Intelligence et QI

En 2016, une jeune londonienne de 11 ans a obtenu le score de 162 à un test de QI. Ce score est exceptionnellement haut… Les résultats ont été publiés par Mensa, une société à haut QI dont la condition d’admission est d’obtenir un score supérieur à 98% de la population générale. Cette jeune londonienne est la plus jeune personne à obtenir un score aussi élevé à un test de QI.

Le QI et l’intelligence sont-ils forcément liés ? Est-ce que ce score particulièrement élevé signifie qu’elle fera nécessairement de grandes choses – comme Albert Einstein ou Stephen Hawking, deux des plus grands scientifiques que le monde n’ait jamais porté ? Peut-être. Mais pas forcément.

Qu’est-ce que le QI ?

Le QI, signifiant quotient intellectuel est un indicateur servant à mesurer les capacités cognitives d’un individu. En somme, il est supposé mesurer à quel point une personne est capable d’utiliser des informations de son environnement et de la logique pour faire des prédictions. Les tests de QI arrivent à quantifier cela en mesurant la mémoire à long et court terme. Mais ils mesurent aussi à quel point un individu est capable de résoudre des puzzles, des matrices et même de répéter une information qu’il vient d’entendre – et à quelle vitesse.
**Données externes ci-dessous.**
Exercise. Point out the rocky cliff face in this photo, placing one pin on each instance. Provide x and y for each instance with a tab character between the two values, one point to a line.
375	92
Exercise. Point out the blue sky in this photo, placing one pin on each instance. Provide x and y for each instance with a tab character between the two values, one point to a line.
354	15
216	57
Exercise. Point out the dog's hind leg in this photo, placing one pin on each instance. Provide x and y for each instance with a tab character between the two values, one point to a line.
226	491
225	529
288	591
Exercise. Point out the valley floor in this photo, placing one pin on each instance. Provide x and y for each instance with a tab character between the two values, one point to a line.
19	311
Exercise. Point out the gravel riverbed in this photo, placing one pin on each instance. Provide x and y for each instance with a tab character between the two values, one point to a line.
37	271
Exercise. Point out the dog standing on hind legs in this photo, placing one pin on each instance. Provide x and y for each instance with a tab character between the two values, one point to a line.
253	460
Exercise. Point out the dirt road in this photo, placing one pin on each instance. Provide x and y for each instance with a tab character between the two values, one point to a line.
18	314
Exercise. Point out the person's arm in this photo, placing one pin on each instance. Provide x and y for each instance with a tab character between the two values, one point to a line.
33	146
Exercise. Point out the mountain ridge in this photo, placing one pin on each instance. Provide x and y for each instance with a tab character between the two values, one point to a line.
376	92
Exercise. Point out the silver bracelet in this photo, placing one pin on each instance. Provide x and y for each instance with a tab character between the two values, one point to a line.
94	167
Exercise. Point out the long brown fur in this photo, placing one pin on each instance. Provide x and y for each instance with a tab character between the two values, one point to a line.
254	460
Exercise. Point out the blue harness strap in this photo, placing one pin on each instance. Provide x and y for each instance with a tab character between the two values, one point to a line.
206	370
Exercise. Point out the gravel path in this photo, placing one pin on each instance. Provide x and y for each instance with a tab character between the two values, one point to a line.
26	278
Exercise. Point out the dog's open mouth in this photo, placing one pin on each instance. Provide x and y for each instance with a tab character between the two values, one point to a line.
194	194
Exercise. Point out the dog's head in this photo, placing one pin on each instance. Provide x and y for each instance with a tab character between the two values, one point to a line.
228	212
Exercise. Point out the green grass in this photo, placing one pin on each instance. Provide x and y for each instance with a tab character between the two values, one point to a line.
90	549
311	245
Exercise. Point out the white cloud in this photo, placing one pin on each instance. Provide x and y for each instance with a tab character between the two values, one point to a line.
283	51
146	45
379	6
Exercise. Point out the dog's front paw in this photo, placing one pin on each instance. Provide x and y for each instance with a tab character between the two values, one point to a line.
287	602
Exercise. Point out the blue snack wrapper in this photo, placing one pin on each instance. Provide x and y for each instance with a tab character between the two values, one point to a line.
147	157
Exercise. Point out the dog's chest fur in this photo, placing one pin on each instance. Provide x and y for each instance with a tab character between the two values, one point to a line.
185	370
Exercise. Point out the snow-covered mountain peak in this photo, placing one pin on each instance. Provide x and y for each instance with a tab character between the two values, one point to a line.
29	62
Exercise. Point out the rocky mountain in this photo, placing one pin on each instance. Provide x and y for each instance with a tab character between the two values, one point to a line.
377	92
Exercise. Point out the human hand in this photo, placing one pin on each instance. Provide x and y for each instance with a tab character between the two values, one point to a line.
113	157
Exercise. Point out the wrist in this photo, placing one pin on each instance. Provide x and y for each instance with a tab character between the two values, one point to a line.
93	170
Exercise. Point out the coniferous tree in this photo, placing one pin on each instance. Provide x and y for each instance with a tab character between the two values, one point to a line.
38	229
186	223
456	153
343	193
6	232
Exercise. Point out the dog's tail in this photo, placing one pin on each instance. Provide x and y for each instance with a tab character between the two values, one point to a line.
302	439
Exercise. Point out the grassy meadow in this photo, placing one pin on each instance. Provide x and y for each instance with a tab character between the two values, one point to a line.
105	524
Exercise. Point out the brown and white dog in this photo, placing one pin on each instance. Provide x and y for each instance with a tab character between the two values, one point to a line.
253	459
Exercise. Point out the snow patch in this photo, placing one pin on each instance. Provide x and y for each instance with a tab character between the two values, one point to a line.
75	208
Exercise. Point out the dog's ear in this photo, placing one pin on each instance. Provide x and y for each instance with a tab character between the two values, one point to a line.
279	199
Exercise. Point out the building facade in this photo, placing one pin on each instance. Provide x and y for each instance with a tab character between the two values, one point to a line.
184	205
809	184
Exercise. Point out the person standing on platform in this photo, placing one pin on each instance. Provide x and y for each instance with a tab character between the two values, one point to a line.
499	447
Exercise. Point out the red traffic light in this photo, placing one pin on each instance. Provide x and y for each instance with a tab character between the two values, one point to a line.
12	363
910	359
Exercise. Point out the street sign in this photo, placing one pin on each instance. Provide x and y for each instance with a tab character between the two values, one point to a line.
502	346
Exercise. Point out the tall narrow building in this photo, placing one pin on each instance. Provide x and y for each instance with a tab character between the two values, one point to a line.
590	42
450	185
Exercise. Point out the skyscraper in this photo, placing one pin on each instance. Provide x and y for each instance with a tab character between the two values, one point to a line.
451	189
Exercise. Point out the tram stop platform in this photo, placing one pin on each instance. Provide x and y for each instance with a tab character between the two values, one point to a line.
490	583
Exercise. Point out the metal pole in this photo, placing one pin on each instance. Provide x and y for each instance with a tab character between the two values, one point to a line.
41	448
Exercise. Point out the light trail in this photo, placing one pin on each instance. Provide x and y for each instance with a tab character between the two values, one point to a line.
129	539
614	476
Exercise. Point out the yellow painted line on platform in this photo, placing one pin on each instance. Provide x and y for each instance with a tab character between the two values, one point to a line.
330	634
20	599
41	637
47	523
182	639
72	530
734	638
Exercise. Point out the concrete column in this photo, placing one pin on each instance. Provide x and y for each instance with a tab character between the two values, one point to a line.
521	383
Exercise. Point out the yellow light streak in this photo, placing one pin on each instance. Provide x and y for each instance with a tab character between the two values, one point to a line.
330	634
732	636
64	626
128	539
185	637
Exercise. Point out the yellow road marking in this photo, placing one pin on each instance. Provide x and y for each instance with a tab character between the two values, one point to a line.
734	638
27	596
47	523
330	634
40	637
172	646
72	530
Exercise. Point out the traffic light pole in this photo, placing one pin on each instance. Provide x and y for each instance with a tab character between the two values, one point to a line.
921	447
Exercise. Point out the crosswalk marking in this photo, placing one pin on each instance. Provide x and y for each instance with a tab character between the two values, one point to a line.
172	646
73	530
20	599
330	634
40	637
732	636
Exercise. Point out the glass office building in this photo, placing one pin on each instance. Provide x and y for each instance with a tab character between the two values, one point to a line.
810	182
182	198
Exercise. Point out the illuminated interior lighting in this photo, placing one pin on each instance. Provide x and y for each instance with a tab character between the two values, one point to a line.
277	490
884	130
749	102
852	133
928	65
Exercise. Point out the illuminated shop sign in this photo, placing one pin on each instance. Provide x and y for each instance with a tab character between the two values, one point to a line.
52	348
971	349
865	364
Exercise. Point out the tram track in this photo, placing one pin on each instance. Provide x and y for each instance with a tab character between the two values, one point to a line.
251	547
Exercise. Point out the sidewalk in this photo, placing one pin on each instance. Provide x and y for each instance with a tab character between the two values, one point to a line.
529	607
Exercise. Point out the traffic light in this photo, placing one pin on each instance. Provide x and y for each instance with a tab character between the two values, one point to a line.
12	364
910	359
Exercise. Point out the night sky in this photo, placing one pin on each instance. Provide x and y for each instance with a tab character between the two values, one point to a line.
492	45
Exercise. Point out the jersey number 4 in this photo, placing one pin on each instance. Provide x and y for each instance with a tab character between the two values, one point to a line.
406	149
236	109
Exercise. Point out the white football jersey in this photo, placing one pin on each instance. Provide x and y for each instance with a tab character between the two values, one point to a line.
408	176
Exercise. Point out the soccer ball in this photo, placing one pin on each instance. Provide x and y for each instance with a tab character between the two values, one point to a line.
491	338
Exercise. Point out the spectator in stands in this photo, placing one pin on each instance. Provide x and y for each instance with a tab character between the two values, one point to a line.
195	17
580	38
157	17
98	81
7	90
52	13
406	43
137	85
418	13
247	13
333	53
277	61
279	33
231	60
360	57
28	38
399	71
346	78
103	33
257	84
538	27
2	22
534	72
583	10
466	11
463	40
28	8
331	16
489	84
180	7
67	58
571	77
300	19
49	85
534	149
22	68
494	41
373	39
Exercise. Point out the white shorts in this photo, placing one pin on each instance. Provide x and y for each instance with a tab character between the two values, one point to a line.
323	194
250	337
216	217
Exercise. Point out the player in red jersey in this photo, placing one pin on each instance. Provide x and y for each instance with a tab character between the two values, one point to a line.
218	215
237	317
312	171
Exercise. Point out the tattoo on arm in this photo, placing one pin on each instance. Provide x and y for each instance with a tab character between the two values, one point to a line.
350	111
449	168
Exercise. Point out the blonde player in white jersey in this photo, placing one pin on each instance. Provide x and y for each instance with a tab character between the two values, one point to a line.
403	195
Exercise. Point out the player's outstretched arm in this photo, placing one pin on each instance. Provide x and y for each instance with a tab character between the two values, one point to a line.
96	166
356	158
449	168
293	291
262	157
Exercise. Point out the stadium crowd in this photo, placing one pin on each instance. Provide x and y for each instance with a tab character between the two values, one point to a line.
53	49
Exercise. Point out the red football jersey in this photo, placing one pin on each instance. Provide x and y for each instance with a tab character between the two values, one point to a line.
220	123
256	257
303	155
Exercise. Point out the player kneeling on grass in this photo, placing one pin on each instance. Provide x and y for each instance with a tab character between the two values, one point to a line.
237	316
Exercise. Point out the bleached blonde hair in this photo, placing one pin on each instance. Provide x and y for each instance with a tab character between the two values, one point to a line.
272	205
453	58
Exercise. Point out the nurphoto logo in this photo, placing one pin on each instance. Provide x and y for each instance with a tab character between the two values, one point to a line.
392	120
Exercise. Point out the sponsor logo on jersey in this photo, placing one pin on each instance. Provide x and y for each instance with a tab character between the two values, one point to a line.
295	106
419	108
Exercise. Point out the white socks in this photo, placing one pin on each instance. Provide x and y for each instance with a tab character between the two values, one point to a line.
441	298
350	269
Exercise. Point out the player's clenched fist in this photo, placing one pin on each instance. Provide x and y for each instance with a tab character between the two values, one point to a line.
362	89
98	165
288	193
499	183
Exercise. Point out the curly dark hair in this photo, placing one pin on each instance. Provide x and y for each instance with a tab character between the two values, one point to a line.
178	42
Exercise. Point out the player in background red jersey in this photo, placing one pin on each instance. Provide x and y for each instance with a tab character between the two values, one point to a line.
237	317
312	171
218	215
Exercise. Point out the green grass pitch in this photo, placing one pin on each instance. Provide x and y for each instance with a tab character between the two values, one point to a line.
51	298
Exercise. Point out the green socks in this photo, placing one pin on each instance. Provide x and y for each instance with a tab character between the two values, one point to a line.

A quoi servent les tests de QI ?

Tout le monde est capable d’apprendre, peu importe son intelligence. Mais nous ne sommes pas tous égaux face aux difficultés : certains étudiants ont des difficultés scolaires parce qu’ils souffrent d’un déficit dans un domaine spécifique. Ces étudiants peuvent bénéficier d’accompagnements spécifiques où ils reçoivent de l’aide dans le domaine pour lequel ils ont des difficultés. Les tests de QI peuvent aider le corps enseignant à identifier tôt lesquels de leurs étudiants auront potentiellement besoin d’un accompagnement adapté.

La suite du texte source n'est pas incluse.